Becky se encontraba en el interior del quirófano cuando Charlie llegó a la puerta. Le dejaron solo en el pasillo. Se puso a pasear arriba y abajo, indiferente a los empleados que se dirigían a su trabajo.
Grace salió pocos minutos después y le aseguró que el señor Armitage lo tenía todo bajo control, y que Becky no podía estar en mejores manos. El bebé nacería de un momento a otro. Apretó la mano de su hermano y volvió al quirófano. Charlie siguió paseando, pensando únicamente en su mujer y en su primer hijo. La visión de Trentham se había hecho borrosa. Rezó para que Daniel tuviera un hermano, que tal vez un día tomaría las riendas de «Trumper’s». Rezó a Dios para que Becky no padeciera mucho durante el parto. Paseó arriba y abajo de aquel largo pasillo de paredes verdes, y hasta pensó en algunos nombres: George, Charlie…, Tommy.

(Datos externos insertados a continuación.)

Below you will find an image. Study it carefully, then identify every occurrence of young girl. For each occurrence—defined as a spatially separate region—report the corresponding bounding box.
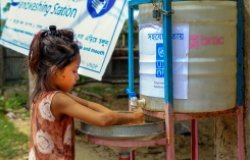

Pasó otra hora antes de que un hombre alto y corpulento saliera del quirófano, seguido de Grace. Charlie se volvió para escrutar su rostro, pero como una bata blanca cubría al médico de pies a cabeza no consiguió adivinar el resultado de la operación. El señor Armitage se quitó la máscara: la expresión de su rostro contestó a la silenciosa plegaria de Charlie.
—Conseguí salvar la vida de su esposa —dijo el médico—, pero no pude hacer nada por el niño, señor Trumper. Lo siento mucho.